La specie solanum tuberosum, identifica il tubero della pianta della patata. Questi, chiamati comunemente patate, rappresentano un alimento piuttosto comune in cucina per molteplici ragioni: innanzitutto la versatilità che le rende ottime sia come contorno che per essere gustate in varie ricette culinarie; ma anche per essere apprezzate da tutte le fasce d’età, dai bambini agli adulti.

Le patate furono approdate in Europa nel VI secolo, ma divennero molto più conosciute solo nel secolo successivo. Al giorno d’oggi secondo i dati stabiliti dalla FAO ( l’organizzazione delle nazioni unite per l’alimentazione e l’agricoltura) i maggiori produttori sono la Cina, l’India, l’Ucraina e la Russia ed infine gli Stati Uniti. Le patate vengono utilizzate nell’industria alimentare dai consumatori in maniera più varia: fritte, surgelate o conservate come semplice snack o soprattutto per la preparazione della fecola con l’amido di patata.

Dal punto di vista nutrizionale la patata è un alimento di origine vegetale, ma contiene abbondante amido, ed apporta tutti i micronutrienti che sono tipici degli ortaggi. Le patate sono un alimento poco calorico, infatti una porzione da 100 grammi contiene solamente 89 kcal. È preferibile consumarle o cotte o al vapore, sono prive di grassi ed apportano una buona quantità di carboidrati ed una minima quantità di proteine. Sono poi anche una ottima fonte di amminoacidi essenziali, come lisina e triptofano nonostante la loro carente percentuale di proteine, solamente il 2%. Il componente principale di questo ortaggio è l’amido: Una parte infatti riesce ad arrivare all’ intestino immodificato dove facilità il transito intestinale, svolge una funzione paragonabile a quella svolta dalle fibre con l’aggiunta del amido contribuiscono a controllare la glicemia ed i livelli dei grassi nel sangue. Le patate inoltre apportano un ingente quantità di vitamine, soprattutto la vitamina c che nelle patate novelle la quantità apportata raddoppia. La vitamina c è utilissima per svolgere l’azione antiossidante. Presenta poi una buona quantità di potassio ma è priva allo stesso tempo di sodio e questo vantaggio andrebbe mantenuto condendo le patate con le spezie.

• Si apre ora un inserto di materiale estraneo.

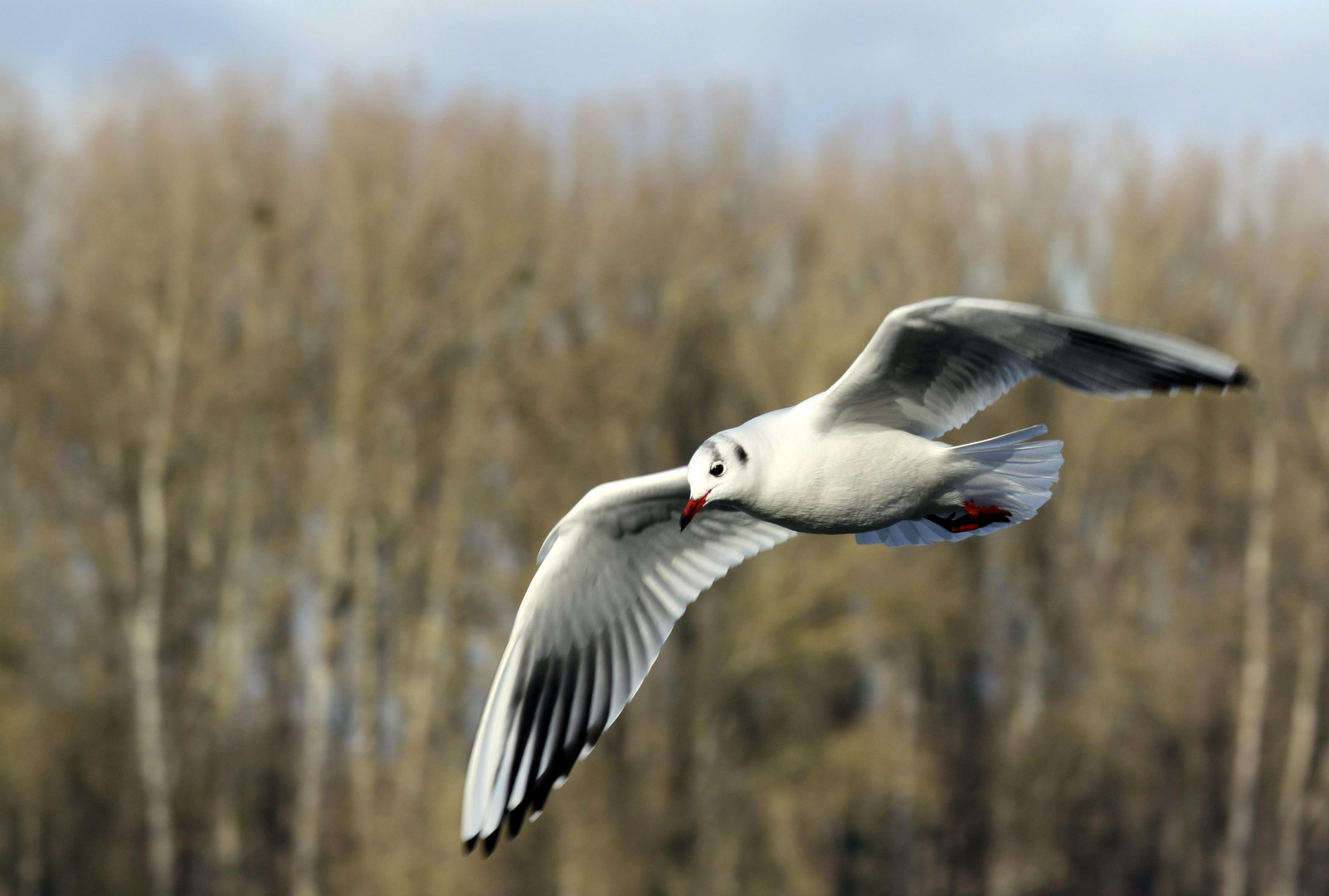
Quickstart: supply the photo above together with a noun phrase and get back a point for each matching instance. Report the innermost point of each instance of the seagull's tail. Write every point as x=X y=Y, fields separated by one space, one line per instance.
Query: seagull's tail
x=1013 y=480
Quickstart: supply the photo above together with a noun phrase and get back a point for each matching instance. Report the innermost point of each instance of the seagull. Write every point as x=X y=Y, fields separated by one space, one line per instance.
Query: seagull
x=860 y=458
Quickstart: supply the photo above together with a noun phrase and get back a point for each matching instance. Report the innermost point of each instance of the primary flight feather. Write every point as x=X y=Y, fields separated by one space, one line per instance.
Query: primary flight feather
x=624 y=564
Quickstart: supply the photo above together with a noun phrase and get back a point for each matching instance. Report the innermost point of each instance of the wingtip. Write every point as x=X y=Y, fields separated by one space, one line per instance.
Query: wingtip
x=1243 y=377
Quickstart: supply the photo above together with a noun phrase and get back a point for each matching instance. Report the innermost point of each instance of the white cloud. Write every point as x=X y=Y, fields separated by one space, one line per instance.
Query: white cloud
x=1214 y=68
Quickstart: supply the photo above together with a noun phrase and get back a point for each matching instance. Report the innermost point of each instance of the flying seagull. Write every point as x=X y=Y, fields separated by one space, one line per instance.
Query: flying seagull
x=860 y=458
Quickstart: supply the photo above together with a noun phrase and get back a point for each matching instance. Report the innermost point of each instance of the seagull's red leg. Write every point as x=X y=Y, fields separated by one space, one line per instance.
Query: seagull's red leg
x=976 y=516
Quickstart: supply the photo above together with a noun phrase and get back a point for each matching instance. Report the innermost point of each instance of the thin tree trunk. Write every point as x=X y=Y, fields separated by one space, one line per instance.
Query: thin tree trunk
x=342 y=485
x=145 y=620
x=1255 y=668
x=427 y=650
x=227 y=669
x=1302 y=742
x=364 y=677
x=144 y=624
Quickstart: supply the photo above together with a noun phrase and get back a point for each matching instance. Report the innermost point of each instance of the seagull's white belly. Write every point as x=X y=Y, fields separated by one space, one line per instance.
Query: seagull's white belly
x=860 y=481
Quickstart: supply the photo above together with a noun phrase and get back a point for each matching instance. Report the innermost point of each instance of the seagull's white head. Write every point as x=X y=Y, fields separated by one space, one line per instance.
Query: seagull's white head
x=721 y=472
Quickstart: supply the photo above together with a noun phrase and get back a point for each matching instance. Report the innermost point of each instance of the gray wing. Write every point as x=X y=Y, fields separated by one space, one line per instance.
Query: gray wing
x=616 y=575
x=935 y=364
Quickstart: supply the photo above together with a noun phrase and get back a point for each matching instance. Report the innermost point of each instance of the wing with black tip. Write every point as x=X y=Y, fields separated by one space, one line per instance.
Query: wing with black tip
x=935 y=364
x=614 y=576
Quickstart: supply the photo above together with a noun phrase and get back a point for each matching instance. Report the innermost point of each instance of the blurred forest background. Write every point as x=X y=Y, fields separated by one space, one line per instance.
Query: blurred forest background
x=291 y=391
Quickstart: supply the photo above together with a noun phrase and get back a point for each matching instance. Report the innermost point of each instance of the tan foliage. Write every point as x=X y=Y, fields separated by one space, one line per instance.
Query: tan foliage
x=294 y=392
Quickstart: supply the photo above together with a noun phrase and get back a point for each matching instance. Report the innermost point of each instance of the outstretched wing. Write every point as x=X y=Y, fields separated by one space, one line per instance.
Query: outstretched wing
x=614 y=576
x=935 y=364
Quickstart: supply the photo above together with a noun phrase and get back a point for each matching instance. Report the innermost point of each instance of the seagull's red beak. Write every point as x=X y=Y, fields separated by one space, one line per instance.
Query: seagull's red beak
x=694 y=504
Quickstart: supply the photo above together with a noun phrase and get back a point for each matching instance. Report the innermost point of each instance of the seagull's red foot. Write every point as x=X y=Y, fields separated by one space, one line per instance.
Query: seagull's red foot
x=976 y=516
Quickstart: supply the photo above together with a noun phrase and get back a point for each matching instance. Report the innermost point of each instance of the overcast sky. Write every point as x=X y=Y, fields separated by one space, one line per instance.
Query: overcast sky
x=1210 y=70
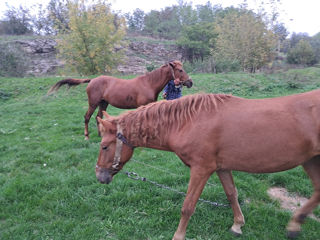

Occorre sempre ricordarsi che le patate sono comunque una fonte prevalentemente di carboidrati, quindi per tale motivo molto spesso si considerano un alimento da escludere quando si mangia come primo piatto della pasta.  C’è anche da dire però che è sempre una questione di quantità. Bisognerebbe mangiare sempre un pó di tutto con la giusta attenzione e la dovuta moderazione.